Now, let's break down what this function does. The function takes several parameters. The first is a Pandas DataFrame, not a single column or Series. If you designed a similar function that processes only one column at a time, that approach is also valid—you would just need to loop through the DataFrame columns.

The optional features parameter allows users to specify a subset of columns for processing. While this isn't strictly necessary (since users could simply pass in a DataFrame with only the desired columns), it demonstrates how to add flexibility to function design.

Additional parameters include missing_threshold, unique_threshold, and messages. These have default values but can be customized as needed. You’ll see their role as we step through the function.

First, the function imports Pandas. Then, it checks whether a specific list of features has been provided. If not, it defaults to processing all columns in the DataFrame.

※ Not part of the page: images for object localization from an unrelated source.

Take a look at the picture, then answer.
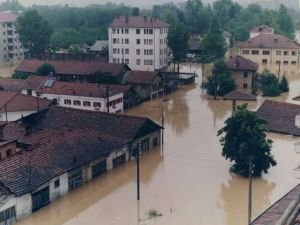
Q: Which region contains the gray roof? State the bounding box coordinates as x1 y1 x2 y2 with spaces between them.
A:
90 40 108 52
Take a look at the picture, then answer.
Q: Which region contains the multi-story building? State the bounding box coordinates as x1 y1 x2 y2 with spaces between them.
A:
250 25 274 39
108 16 170 71
0 12 24 65
238 33 300 73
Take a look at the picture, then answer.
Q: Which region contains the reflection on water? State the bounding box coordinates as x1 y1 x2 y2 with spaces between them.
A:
16 63 300 225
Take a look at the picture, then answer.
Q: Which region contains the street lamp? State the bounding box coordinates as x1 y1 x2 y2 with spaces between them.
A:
161 98 169 145
133 143 140 201
248 155 255 225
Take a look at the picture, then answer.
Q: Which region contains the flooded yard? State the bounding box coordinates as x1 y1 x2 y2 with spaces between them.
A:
15 63 300 225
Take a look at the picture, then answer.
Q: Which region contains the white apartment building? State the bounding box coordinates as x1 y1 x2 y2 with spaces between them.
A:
108 16 169 71
0 12 24 65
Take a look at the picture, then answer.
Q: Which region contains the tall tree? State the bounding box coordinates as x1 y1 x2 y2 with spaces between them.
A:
202 14 226 59
132 7 140 16
275 4 295 40
218 104 277 177
17 10 52 56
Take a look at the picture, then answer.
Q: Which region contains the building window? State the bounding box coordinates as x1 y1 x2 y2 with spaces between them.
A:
136 49 140 55
83 101 91 107
64 99 71 105
283 61 288 65
112 28 116 34
125 58 129 64
136 59 141 65
284 51 289 56
113 48 117 54
73 100 81 106
291 61 297 65
68 168 82 191
276 60 281 64
243 72 248 78
242 50 249 55
292 51 297 56
144 59 153 65
262 59 267 64
243 83 248 89
251 50 259 55
0 206 16 224
136 29 140 34
6 149 12 157
136 39 140 45
125 49 129 54
125 39 129 44
113 38 117 44
125 29 129 34
276 50 281 55
93 102 101 108
262 50 270 55
54 179 60 188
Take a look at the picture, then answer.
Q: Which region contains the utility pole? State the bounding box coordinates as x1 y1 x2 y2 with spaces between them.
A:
4 104 7 122
214 69 217 100
248 156 254 225
106 83 109 113
36 92 40 112
135 143 140 201
277 61 281 81
161 107 164 145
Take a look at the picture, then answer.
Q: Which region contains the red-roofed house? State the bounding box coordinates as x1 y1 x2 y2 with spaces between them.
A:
108 16 169 71
227 55 259 90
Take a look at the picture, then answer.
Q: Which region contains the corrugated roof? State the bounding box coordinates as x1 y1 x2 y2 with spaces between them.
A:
90 40 108 52
238 34 300 49
126 71 159 85
109 16 170 28
227 55 259 71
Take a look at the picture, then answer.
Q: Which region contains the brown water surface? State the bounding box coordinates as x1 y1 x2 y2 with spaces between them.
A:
15 63 300 225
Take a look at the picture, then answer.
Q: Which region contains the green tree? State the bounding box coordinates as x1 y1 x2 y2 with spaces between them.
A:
201 59 235 96
259 71 282 96
17 10 52 56
36 63 56 76
275 4 295 40
279 75 289 92
218 104 277 177
132 7 140 16
202 14 226 59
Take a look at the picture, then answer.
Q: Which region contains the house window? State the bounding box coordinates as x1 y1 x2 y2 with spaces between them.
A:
283 61 289 65
136 29 140 34
262 50 270 55
136 39 140 45
113 48 117 54
276 60 281 64
251 50 259 55
243 72 248 78
276 50 281 55
83 101 91 107
153 137 158 147
125 39 129 44
243 83 248 89
125 49 129 54
113 38 117 44
68 168 82 191
93 102 101 108
284 51 289 56
6 149 12 157
242 50 249 55
291 61 297 65
0 206 16 224
292 51 297 56
125 29 129 34
262 59 267 64
64 99 71 105
136 59 141 65
54 179 60 188
73 100 81 106
136 49 140 55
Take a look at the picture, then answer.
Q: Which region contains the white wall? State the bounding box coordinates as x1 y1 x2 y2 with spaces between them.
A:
0 111 36 122
49 173 69 201
106 146 129 170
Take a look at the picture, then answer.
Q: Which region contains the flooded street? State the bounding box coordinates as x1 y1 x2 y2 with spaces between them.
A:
12 63 300 225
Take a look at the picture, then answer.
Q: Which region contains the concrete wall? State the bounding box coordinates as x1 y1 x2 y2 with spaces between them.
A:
231 70 255 90
0 111 36 122
108 26 168 71
49 173 69 201
0 142 16 159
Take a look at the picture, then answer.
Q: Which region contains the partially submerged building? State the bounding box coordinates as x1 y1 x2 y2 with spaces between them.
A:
0 106 161 223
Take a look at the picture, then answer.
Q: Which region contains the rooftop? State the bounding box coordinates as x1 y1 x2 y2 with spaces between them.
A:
109 16 170 28
126 71 160 85
227 55 259 72
250 25 273 34
223 90 257 101
15 59 129 77
90 40 108 52
0 78 26 93
238 34 300 49
0 12 17 23
256 100 300 136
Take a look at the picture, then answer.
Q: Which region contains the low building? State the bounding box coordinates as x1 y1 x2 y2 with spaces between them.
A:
15 59 131 84
238 33 300 73
89 40 108 53
250 25 274 38
0 91 52 121
227 55 258 90
126 71 163 100
38 80 129 113
0 106 161 223
256 100 300 136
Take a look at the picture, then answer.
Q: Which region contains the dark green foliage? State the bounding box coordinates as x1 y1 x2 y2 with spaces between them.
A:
202 15 226 59
259 71 282 97
0 0 24 11
279 75 289 92
11 72 29 79
17 10 52 56
201 60 236 96
275 4 295 40
36 63 56 76
132 7 140 16
218 104 277 177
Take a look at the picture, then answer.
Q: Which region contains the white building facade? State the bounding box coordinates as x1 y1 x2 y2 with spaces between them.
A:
0 12 24 66
108 16 169 71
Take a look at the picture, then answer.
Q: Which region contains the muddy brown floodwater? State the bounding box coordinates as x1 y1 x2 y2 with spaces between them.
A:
15 63 300 225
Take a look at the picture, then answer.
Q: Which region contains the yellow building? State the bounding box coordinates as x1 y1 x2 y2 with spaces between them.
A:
238 33 300 74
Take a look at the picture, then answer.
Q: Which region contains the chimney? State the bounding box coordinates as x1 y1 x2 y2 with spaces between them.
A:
274 36 278 42
295 115 300 128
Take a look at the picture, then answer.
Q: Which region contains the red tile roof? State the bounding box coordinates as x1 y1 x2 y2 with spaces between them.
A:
22 76 47 90
0 78 25 93
223 90 256 101
0 91 52 113
15 59 129 77
238 34 300 49
0 12 17 23
38 81 130 98
227 55 259 71
250 25 273 34
256 100 300 136
109 16 170 28
126 71 160 85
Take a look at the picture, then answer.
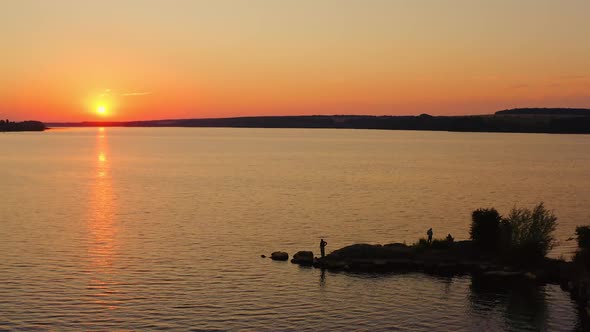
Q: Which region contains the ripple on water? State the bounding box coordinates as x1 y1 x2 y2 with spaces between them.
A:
1 128 587 330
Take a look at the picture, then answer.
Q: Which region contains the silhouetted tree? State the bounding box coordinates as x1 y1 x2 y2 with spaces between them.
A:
504 202 557 261
576 226 590 250
573 226 590 268
470 208 502 252
0 120 45 132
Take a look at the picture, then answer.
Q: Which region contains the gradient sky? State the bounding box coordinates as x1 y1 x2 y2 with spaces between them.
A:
1 0 589 121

Next, the function iterates through each column. If a column name in the features list isn't found in the DataFrame, it is skipped. Otherwise, the function calculates the number of missing values, unique values, and total rows—key statistics for data wrangling.

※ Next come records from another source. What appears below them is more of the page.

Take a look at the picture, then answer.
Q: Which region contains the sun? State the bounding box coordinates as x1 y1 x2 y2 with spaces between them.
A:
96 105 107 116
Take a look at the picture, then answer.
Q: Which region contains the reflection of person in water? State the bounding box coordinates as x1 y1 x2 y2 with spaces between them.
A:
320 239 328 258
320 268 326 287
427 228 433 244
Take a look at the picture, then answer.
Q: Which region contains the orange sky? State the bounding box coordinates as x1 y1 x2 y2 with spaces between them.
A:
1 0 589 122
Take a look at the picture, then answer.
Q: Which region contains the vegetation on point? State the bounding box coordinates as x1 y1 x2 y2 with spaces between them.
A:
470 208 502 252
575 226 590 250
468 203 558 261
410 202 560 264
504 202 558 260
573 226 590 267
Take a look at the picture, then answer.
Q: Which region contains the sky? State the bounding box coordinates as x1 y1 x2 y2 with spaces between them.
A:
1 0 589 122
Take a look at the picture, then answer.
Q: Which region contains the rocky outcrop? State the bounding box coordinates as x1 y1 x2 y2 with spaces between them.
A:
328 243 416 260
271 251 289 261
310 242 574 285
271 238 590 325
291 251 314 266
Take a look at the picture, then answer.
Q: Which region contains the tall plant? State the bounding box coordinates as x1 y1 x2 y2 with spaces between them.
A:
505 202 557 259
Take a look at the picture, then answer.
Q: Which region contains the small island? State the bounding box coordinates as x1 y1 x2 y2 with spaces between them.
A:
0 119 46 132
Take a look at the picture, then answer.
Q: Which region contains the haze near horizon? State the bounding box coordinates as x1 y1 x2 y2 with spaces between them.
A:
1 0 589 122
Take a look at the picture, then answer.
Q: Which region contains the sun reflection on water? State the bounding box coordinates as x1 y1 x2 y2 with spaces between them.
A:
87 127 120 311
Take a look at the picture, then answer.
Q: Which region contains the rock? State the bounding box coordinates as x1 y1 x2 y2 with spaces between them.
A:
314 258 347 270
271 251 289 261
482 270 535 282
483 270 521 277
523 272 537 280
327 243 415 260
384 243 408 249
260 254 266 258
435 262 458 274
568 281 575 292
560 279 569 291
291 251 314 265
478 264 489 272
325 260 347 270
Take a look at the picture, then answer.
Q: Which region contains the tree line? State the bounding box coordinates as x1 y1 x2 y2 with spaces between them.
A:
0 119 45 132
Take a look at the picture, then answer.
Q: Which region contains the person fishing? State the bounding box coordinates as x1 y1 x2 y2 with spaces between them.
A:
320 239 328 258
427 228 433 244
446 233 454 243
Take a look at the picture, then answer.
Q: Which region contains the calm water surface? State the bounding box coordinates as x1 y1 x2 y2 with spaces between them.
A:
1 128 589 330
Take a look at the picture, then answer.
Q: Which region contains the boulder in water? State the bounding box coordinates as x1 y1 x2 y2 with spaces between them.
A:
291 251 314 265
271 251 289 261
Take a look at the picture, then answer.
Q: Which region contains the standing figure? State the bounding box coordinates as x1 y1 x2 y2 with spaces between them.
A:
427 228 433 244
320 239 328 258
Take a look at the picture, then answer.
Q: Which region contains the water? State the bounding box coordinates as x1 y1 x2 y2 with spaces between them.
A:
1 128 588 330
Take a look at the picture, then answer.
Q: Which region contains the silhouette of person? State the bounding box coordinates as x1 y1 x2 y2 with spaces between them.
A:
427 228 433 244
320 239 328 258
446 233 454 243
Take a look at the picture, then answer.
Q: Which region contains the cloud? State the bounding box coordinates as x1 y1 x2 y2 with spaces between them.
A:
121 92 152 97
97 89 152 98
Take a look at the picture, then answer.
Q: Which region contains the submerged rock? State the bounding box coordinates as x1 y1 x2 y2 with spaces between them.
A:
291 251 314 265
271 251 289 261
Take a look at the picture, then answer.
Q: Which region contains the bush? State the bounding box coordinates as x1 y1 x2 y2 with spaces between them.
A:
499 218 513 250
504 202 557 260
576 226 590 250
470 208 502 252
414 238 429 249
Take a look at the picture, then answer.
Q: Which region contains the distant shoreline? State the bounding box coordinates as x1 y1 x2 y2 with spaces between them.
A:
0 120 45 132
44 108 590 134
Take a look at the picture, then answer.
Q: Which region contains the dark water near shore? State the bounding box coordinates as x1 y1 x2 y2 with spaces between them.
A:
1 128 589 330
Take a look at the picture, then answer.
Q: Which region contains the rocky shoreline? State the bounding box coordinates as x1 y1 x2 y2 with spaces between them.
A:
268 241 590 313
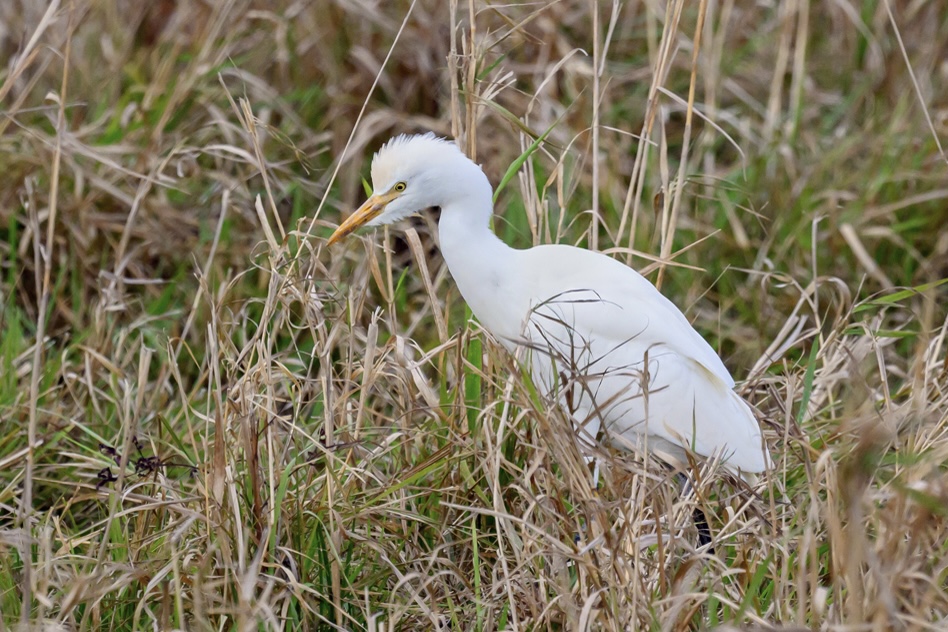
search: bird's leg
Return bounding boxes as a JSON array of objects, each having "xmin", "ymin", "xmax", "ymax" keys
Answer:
[
  {"xmin": 692, "ymin": 506, "xmax": 713, "ymax": 549},
  {"xmin": 676, "ymin": 472, "xmax": 714, "ymax": 551}
]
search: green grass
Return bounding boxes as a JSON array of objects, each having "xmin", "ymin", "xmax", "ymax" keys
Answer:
[{"xmin": 2, "ymin": 0, "xmax": 948, "ymax": 630}]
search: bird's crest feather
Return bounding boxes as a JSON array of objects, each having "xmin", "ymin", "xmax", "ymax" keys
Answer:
[{"xmin": 371, "ymin": 133, "xmax": 463, "ymax": 189}]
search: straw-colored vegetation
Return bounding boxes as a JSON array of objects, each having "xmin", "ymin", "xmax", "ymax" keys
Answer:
[{"xmin": 2, "ymin": 0, "xmax": 947, "ymax": 630}]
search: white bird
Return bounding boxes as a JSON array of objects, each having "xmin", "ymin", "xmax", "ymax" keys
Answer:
[{"xmin": 329, "ymin": 133, "xmax": 770, "ymax": 474}]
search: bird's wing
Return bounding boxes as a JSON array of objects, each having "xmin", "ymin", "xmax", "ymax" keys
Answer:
[{"xmin": 524, "ymin": 245, "xmax": 736, "ymax": 388}]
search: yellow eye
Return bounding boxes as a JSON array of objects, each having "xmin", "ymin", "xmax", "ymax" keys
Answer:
[{"xmin": 393, "ymin": 182, "xmax": 407, "ymax": 192}]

The function then evaluates each column against the specified thresholds. If a column has too many missing values, too many unique values, or consists of only a single repeated value, it is removed. If the messages parameter is set to True, the function prints explanations for each dropped column. This feedback is useful for reporting and debugging.

Finally, the function returns the cleaned DataFrame. This approach ensures that only meaningful features remain, improving the dataset’s quality for further analysis or modeling.

Calling the Function

Let's start by testing our function on the NBA salary dataset. This dataset contains several features that will be affected by our wrangling process, but to better evaluate the function, we’ll add two additional columns: one filled entirely with missing values and another containing only a single unique value. Then, we’ll fill in a few of the missing values to test whether the missing_threshold parameter functions correctly. Finally, we'll print the results:

      import numpy as np
        
      df_nba['missing'] = np.nan
      df_nba['single'] = 'single value'
            
      for row in range(10):
        df_nba.loc[row, 'missing'] = 1
            
      df_nba.head()
      

Now that we've intentionally introduced some "dirty" data, let's clean it up using our function:

      df_nba = basic_wrangling(df_nba, features=df_nba.columns)
      df_nba.head()
        
      # Output:
      # Dropping Unnamed: 0: 467 unique values out of 467 (1.0)
      # Dropping Player Name: 467 unique values out of 467 (1.0)
      # Dropping Player-additional: 467 unique values out of 467 (1.0)
      # Dropping missing: 457 missing values out of 467 (1.0)
      # Dropping single: Contains only one unique value (single value)
      

Not bad, right? Now, try using your newly created basic_wrangling function on the other datasets you imported. Experimenting with different datasets will help you understand how well the function generalizes across various types of data.